Um dos participantes do núcleo, o professor Roberto Elísio dos Santos, do Centro Universitário IMES, lançou a obra Para Reler os Quadrinhos Disney: Linguagem, Técnica, Evolução e Análise de HQs, em que aborda um dos gêneros mais afetados por visões estereotipadas: as narrativas em quadrinhos de Walt Disney, que já foram tachadas, nos anos 70, de meros veículos de imposição dos valores capitalistas para jovens e 'inocentes' leitores. Na época, essa visão foi reforçada pela publicação do livro Para ler o Pato Donald, de Ariel Dorfman e Armand Mattelart, o qual afirmava que os quadrinhos Disney eram, na realidade, um mecanismo de 'lavagem cerebral' dos mais jovens. Atualmente essa interpretação é considerada muito mais um fruto do contexto da guerra fria. 'Na realidade, os quadrinhos Disney não são produzidos apenas nos EUA, mas em muitos países, mesmo no Brasil. Dessa forma, incorporam elementos culturais das sociedades em que são elaborados, assim como o estilo gráfico e a visão de mundo desses artistas, muitas vezes heterogêneos', diz o pesquisador.

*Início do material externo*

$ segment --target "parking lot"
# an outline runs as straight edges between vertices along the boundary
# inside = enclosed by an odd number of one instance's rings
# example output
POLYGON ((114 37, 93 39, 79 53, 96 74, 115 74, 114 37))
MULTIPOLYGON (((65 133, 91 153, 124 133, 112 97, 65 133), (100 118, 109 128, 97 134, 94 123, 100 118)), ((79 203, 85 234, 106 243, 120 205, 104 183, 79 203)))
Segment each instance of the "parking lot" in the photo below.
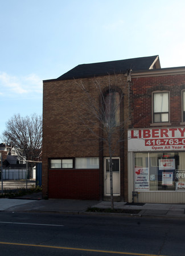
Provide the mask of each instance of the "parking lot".
POLYGON ((14 190, 20 189, 30 189, 35 186, 35 179, 28 180, 14 180, 9 179, 3 181, 3 183, 0 181, 0 190, 2 191, 2 186, 3 191, 7 190, 14 190))

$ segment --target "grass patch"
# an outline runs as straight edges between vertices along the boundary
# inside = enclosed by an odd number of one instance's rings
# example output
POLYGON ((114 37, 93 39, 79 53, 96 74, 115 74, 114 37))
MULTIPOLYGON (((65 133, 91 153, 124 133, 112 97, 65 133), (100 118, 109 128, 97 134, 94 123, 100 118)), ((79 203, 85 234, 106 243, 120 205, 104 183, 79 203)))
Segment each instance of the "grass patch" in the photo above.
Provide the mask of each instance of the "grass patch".
POLYGON ((125 213, 129 214, 137 214, 141 210, 132 209, 113 209, 111 208, 97 208, 96 207, 88 208, 86 211, 91 213, 125 213))

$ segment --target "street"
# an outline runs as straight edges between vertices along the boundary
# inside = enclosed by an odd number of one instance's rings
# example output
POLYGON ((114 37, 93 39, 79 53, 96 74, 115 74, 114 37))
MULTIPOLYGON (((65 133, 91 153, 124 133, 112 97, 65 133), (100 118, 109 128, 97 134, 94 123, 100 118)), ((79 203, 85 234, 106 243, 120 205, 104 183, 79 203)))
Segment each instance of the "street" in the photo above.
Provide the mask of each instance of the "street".
POLYGON ((184 255, 185 221, 0 212, 2 256, 184 255))

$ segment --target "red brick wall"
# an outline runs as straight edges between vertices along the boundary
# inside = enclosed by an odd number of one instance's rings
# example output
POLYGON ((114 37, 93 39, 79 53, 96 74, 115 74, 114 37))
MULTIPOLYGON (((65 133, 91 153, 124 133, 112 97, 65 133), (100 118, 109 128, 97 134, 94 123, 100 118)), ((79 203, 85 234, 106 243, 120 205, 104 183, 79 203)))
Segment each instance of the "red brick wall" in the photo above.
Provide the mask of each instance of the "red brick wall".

Esse é o caso da versão brasileira do personagem Zé Carioca, criado originalmente nos EUA. 'A partir da década de 1950, os artistas locais continuaram a produzir suas histórias, incorporando ao papagaio características da cultura nacional', afirma Elísio. 'O Zé Carioca tornou-se então um paradigma da malandragem, da boa vida, representando uma visão do brasileiro e do país, assim como Pedro Malasartes, Macunaíma e o Amigo da Onça, entre outros oriundos do imaginário nacional.' O pesquisador ressalta ainda a qualidade dos artistas que contribuíram para essa concepção do personagem. A maioria deles, no entanto, sempre trabalhou anonimamente, pois a assinatura de seus trabalhos era creditada a Walt Disney: 'São nomes como Jorge Jato, Waldyr Igayara, Renato Canini e Carlos Edgard Herrero'.

Acesso às HQs

Por fim, outra conquista para a sedimentação dos quadrinhos no Brasil é proliferação de espaços especializados para consulta de pesquisadores e fãs em geral, já que, com a crescente sofisticação gráfica das publicações, muitas obras tornaram-se caras demais para parte do grande público. A Gibiteca Henfil, por exemplo, instalada no Centro Cultural Vergueiro, em São Paulo, detém um acervo de milhares de revistas, inclusive títulos raros dos anos 50 e 60. Foi lá que, durante o mês de abril passado, os quadrinhos foram tema de várias atividades, cujo objetivo era discutir a relação das HQs com o cinema.

Outra iniciativa de relevo é a Gibiteca do Sesi, que funciona no prédio da Federação das Indústrias do Estado de São Paulo (Fiesp), em São Paulo, cuja concepção de criação é de Álvaro de Moya. Merece destaque também a Gibiteca de Curitiba, que comemorou 20 anos de atividades no ano passado.